Pasca Putusan MA, Pengembalian Uang Iuran BPJS Kesehatan Soal Ketaatan Terhadap Hukum
Kantor Pelayanan BPJS Kesehatan (dok/lk) |
Bandung l lingkarkonsumen.com - Direktur LBH Konsumen Indonesia, DR. Firman Turmantara Endipradja, S.H.,S.Sos.,M.Hum, menyikapi putusan Mahkamah Agung [MA] tentang pembatalan Perpres nomor 75 tahun 2019 atas perubahan Perpres nomor 82 tahun 2018 tentang Jaminan Kesehatan
Menurutnya pasca keputusan MA ada beberapa rekan yang bertanya, apakah uang iuran peserta BPJS Kesehatan yang sudah terlanjur dinaikan dan dibayarkan untuk bulan Januari dan Februari 2020, bisa dikembalikan ?
Tentunya apabila pemerintah konsisten terhadap konsep Equality Before the Law dan Rule of Law, putusan MA itu wajib dilaksanakan. Pemerintah, BPJS Kesehatan harus mulai menyusun konsep bagaimana teknis pengembalian uang masyarakat itu melalui dibuatnya regulasi, tupoksi agar aparat dilapangan tidak kebingungan dan bagi konsumen sendiri ada kepastian hukum.
Prinsipnya jangan sampai hak-hak konsumen yang sudah bayar iuran dikurangi, dirugikan. Namun sebaliknya apabila pemerintah arogan, otoriter dan sewenang-wenang tentunya putusan MA itu akan diabaikan, ujar Dr. Firman, Senin (9/3/2020) pada lingkarkonsumen.com.
Sebagaimana masyarakat umum ketahui bahwa negara kita adalah negara hukum rechtsstaat atau rule of law, yang bertujuan untuk membatasi penguasa (pemerintah dalam artian luas) dalam bersikap dan bertindak yang didasarkan pada peraturan perundang-undangan yang berlaku pada suatu tempat dan waktu tertentu atas rakyatnya.
Doktrin rechtsstaat atau rule of law hanya bisa tumbuh di negara yang menganut demokrasi. Tanpa negara hukum dan demokrasi yang hadir hanyalah paham totaliter, fasis, absolut dan represif. Politik jadi panglima dimana hukum menjadi alat mempertahankan kekuasasaan yang tidak sejalan dengan pemerintah. Wujud seperti inilah yang dinamakan negara kekuasaan (machtsstaat), ungkapnya.

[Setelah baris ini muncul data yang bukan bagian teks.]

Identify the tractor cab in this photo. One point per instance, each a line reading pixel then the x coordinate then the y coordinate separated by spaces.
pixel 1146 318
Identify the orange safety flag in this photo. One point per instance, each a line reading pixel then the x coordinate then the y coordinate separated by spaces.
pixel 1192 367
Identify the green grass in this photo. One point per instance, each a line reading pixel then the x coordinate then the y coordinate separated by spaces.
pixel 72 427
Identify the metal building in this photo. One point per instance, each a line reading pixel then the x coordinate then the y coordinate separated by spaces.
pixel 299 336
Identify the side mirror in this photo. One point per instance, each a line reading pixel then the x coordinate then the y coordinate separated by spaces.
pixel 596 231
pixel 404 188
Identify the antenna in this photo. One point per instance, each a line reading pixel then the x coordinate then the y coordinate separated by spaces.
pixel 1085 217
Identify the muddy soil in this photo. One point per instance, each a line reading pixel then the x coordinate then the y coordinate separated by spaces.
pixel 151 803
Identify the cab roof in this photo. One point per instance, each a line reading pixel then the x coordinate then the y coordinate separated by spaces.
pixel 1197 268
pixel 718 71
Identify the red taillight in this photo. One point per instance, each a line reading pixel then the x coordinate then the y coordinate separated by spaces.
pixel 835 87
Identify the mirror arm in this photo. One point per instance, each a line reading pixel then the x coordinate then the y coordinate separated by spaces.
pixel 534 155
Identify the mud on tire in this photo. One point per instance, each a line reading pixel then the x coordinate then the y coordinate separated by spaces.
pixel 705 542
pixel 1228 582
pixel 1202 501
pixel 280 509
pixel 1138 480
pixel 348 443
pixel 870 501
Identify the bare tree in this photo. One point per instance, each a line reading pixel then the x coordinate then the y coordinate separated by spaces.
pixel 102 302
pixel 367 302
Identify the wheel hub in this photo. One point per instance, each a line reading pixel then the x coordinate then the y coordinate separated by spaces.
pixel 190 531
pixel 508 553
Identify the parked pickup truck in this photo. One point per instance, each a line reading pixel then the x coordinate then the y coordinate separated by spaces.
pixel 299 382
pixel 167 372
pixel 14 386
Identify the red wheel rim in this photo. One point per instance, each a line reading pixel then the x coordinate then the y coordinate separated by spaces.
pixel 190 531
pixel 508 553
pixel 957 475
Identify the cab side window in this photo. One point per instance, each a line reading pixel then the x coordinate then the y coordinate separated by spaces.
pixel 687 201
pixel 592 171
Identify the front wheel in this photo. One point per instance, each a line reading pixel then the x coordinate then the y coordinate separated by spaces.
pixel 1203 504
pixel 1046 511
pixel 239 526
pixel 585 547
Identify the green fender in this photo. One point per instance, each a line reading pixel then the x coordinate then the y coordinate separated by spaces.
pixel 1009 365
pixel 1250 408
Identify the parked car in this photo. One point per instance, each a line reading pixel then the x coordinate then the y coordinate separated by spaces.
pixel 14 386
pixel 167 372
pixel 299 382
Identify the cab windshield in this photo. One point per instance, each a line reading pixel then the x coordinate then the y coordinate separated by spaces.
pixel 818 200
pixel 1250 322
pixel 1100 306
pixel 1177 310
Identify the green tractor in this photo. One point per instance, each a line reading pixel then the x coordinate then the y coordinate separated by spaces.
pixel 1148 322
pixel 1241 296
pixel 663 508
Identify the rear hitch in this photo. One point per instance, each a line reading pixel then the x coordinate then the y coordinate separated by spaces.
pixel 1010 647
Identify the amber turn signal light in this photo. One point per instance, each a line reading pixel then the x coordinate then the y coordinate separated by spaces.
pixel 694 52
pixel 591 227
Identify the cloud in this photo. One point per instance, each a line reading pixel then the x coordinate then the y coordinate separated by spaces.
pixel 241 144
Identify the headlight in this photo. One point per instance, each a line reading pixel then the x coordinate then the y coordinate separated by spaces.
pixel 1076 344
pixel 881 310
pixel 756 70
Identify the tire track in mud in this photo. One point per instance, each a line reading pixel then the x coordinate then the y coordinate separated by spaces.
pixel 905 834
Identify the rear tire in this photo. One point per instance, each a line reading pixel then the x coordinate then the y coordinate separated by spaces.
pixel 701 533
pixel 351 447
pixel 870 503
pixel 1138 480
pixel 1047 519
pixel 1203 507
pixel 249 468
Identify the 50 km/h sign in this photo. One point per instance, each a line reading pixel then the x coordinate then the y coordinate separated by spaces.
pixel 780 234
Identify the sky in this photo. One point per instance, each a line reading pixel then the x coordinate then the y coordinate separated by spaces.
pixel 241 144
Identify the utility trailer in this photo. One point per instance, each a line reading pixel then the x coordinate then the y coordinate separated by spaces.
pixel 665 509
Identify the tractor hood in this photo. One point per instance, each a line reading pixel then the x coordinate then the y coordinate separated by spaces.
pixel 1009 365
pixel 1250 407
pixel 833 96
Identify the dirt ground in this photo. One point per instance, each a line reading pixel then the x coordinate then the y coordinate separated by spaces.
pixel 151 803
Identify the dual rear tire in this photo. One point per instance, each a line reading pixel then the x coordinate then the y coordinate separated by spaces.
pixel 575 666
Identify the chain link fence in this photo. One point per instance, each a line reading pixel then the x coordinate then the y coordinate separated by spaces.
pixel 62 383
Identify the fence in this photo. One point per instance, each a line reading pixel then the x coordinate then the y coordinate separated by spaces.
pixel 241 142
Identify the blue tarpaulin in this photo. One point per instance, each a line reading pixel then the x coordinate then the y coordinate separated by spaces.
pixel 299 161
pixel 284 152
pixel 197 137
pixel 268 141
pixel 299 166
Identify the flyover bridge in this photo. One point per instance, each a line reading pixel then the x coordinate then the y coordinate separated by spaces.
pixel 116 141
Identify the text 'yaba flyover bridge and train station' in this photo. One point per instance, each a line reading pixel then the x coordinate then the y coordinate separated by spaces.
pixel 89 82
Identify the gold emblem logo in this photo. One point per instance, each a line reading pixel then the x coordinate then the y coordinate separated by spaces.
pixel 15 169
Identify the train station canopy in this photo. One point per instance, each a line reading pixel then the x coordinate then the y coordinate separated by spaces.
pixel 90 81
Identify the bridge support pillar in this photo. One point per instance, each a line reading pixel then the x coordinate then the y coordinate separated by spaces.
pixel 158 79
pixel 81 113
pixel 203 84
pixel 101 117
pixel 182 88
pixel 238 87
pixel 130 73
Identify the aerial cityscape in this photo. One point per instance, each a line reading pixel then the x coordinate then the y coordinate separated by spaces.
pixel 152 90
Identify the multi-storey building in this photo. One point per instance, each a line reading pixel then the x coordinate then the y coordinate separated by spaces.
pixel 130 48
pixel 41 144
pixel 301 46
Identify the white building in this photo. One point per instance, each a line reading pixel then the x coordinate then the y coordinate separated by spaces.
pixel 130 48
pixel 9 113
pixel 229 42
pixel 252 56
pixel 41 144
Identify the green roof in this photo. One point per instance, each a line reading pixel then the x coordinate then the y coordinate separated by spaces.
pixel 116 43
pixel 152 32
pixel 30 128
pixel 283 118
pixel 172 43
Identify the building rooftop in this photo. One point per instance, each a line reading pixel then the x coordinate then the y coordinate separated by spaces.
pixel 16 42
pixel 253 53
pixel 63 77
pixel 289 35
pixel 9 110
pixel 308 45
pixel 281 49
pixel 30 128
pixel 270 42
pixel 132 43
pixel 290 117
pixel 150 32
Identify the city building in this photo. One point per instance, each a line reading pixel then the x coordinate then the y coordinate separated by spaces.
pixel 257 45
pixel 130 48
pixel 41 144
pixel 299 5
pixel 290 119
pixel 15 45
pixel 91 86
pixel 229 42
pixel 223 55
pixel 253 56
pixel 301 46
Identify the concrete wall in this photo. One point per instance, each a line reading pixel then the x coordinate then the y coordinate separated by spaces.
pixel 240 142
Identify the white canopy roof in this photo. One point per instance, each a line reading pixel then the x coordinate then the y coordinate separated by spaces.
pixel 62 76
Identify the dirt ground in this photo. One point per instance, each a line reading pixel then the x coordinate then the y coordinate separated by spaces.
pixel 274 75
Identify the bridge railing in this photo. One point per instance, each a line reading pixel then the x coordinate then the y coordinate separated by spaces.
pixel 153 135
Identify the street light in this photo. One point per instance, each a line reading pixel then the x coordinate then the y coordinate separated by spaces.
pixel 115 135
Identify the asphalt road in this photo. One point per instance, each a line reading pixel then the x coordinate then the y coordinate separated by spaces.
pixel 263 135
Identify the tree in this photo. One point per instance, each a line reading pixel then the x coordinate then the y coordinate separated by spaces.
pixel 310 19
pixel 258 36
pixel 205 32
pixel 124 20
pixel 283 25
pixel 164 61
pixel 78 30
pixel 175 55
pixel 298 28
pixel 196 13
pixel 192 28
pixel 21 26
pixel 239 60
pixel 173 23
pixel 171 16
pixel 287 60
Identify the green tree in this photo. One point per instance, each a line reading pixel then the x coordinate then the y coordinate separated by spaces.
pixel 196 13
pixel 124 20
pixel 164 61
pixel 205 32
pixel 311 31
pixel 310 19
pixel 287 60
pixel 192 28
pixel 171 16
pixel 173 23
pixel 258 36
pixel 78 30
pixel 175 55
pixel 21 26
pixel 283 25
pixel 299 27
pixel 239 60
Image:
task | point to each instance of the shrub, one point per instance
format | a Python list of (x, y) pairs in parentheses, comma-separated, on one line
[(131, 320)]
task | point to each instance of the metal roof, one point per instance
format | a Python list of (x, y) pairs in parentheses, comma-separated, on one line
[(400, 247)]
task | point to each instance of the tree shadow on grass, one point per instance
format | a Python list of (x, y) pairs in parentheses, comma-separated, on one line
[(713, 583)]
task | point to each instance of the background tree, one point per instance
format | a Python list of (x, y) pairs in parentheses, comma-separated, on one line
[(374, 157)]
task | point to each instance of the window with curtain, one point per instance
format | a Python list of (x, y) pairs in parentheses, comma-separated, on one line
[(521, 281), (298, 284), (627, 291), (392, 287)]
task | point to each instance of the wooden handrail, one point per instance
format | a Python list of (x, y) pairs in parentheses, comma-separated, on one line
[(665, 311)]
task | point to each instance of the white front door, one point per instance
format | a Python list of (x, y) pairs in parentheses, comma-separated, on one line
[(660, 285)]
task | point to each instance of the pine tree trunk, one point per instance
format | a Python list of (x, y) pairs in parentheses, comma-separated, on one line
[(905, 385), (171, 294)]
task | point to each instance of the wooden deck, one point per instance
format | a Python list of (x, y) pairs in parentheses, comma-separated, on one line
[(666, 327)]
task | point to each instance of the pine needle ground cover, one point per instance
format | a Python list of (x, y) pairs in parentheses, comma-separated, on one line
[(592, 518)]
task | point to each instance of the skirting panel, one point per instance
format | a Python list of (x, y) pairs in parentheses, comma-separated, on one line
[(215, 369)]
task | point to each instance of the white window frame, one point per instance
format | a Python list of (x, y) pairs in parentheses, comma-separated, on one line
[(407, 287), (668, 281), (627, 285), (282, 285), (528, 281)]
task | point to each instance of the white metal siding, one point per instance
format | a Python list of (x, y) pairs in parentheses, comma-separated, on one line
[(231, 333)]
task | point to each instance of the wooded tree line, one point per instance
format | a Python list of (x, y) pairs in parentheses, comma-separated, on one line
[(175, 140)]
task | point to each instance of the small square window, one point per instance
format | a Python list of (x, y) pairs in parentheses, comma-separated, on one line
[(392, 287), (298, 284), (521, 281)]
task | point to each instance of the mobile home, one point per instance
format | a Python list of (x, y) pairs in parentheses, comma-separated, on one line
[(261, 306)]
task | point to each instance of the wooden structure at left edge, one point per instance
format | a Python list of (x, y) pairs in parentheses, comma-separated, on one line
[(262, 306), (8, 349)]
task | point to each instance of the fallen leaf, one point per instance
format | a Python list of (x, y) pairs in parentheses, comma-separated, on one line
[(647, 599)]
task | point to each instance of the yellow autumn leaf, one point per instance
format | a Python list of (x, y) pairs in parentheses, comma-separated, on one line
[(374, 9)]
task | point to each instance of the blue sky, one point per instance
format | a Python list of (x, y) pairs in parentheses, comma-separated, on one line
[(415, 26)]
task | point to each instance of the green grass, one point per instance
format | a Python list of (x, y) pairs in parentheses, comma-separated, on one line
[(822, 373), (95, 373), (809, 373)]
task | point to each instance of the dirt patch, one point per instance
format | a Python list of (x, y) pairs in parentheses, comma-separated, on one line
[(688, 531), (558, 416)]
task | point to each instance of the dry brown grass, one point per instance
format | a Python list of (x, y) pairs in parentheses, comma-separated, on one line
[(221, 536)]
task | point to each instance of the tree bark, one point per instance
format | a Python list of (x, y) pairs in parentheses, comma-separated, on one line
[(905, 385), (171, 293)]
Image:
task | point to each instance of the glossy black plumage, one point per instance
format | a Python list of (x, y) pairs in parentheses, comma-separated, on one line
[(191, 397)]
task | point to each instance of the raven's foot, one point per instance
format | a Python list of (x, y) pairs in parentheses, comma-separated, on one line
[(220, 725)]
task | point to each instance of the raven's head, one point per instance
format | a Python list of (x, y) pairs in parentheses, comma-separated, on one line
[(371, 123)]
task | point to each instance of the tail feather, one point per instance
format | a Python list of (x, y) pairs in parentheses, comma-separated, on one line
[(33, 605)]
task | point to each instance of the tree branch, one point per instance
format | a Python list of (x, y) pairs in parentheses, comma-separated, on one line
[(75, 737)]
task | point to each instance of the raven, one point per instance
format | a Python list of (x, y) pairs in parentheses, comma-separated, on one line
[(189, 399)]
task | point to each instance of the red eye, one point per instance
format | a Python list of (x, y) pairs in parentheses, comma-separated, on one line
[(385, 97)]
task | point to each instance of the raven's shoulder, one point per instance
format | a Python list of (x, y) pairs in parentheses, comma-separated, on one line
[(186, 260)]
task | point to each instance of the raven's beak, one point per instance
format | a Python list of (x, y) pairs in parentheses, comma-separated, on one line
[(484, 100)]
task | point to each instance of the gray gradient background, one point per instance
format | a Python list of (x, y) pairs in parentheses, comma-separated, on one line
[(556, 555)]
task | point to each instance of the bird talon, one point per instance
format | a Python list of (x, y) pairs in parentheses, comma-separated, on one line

Sebetulnya pembuat (arsitek) "Perpres Nomor 75 Tahun 2019 tentang perubahan atas Perpres Nomor 82 Tahun 2018 tentang Jaminan Kesehatan", harus malu sampai MA membatalkan hasil kerjanya (Maaf, termasuk juga Presiden seharusnya malu, karena yang menandatangani produk hukum ini adalah Presiden). Artinya, tidak sedikit peraturan presiden yang bertolakbelakang dengan kondisi dan aspirasi masyarakat (melanggar aspek sosiologis dan aspek filosofis), meskipun dari aspek yuridis sudah benar.
Dengan dibatalkannya Peraturan Presiden ini, ternyata bahwa konstruksi hukum kita sudah terbalik-balik alias "crowded" (krodit). Konsep Omnibus Law juga sudah melenceng dari makna sesungguhnya.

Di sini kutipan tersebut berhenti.